US 12,254,876 B2
	Recognizing speech in the presence of additional audio
Diego Melendo Casado, Mountain View, CA (US); Ignacio Lopez Moreno, Brooklyn, NY (US); and Javier Gonzalez-Dominguez, Madrid (ES)
Assigned to Google LLC, Mountain View, CA (US)
Filed by Google LLC, Mountain View, CA (US)
Filed on Mar. 19, 2024, as Appl. No. 18/609,542.
Application 18/609,542 is a continuation of application No. 17/303,139, filed on May 21, 2021, granted, now 11,942,083.
Application 17/303,139 is a continuation of application No. 16/548,947, filed on Aug. 23, 2019, granted, now 11,031,002, issued on Jun. 8, 2021.
Application 16/548,947 is a continuation of application No. 15/887,034, filed on Feb. 2, 2018, granted, now 10,431,213, issued on Oct. 1, 2019.
Application 15/887,034 is a continuation of application No. 15/460,342, filed on Mar. 16, 2017, granted, now 9,922,645, issued on Mar. 20, 2018.
Application 15/460,342 is a continuation of application No. 15/093,309, filed on Apr. 7, 2016, granted, now 9,601,116, issued on Mar. 21, 2017.
Application 15/093,309 is a continuation of application No. 14/181,345, filed on Feb. 14, 2014, granted, now 9,318,112, issued on Apr. 19, 2016.
Prior Publication US 2024/0221737 A1, Jul. 4, 2024
This patent is subject to a terminal disclaimer.
Int. Cl. G10L 15/00 (2013.01); G06F 3/16 (2006.01); G10L 15/20 (2006.01); G10L 15/22 (2006.01); G10L 17/06 (2013.01); G10L 21/034 (2013.01); G10L 25/84 (2013.01); H03G 3/30 (2006.01); G10L 15/26 (2006.01); G10L 17/00 (2013.01)

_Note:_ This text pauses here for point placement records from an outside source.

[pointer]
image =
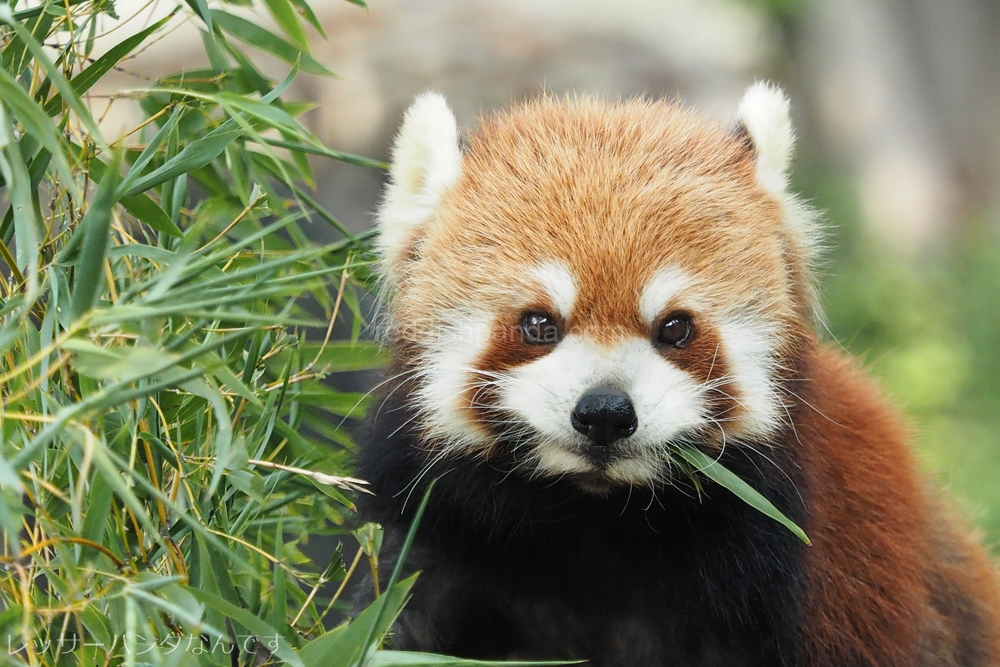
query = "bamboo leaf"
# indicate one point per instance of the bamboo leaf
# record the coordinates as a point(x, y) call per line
point(265, 40)
point(95, 227)
point(193, 156)
point(285, 16)
point(715, 471)
point(265, 633)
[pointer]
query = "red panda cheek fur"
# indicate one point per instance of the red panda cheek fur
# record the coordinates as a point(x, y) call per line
point(518, 567)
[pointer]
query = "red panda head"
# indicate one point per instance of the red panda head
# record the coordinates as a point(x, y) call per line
point(590, 282)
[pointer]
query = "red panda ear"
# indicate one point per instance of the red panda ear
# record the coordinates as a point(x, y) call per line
point(426, 163)
point(763, 119)
point(764, 127)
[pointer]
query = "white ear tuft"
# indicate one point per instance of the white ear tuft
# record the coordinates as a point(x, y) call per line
point(426, 163)
point(764, 112)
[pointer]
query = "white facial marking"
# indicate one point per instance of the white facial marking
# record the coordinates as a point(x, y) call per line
point(665, 285)
point(543, 394)
point(448, 367)
point(748, 344)
point(559, 284)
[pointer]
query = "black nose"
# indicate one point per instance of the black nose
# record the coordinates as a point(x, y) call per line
point(605, 414)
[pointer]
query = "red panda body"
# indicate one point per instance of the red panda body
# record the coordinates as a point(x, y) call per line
point(586, 287)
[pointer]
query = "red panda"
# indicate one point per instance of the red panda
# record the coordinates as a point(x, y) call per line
point(581, 287)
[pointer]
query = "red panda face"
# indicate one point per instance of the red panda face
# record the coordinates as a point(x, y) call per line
point(591, 283)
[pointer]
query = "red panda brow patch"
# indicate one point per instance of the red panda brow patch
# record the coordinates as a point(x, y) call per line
point(665, 285)
point(559, 285)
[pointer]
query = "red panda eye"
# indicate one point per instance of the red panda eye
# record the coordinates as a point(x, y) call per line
point(676, 330)
point(540, 328)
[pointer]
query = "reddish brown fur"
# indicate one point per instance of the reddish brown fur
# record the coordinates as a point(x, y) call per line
point(625, 189)
point(884, 563)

CPC G10L 15/20 (2013.01) [G06F 3/165 (2013.01); G06F 3/167 (2013.01); G10L 15/222 (2013.01); G10L 17/06 (2013.01); G10L 21/034 (2013.01); G10L 25/84 (2013.01); H03G 3/3005 (2013.01); G10L 15/26 (2013.01); G10L 17/00 (2013.01)]

20 Claims

1. A computer-implemented method executed on data processing hardware that causes the data processing hardware to perform operations comprising:

receiving a first query spoken by a user and captured by a microphone of a computing device associated with the user;

providing, for audible playback from the computing device, a text-to-speech (TTS) output generated by a TTS system associated with the computing device, the TTS output comprising synthesized audio that conveys a response to the first query;

while the computing device is audibly playing back the TTS output:

detecting a barge-in event from the user to provide a second query;

in response to detecting the barge-in event, initiating a reduction in an audio output level of the computing device; and

receiving an audio signal captured by the microphone that conveys the second query spoken by the user; and

providing the audio signal characterizing the second query to a speech recognition engine.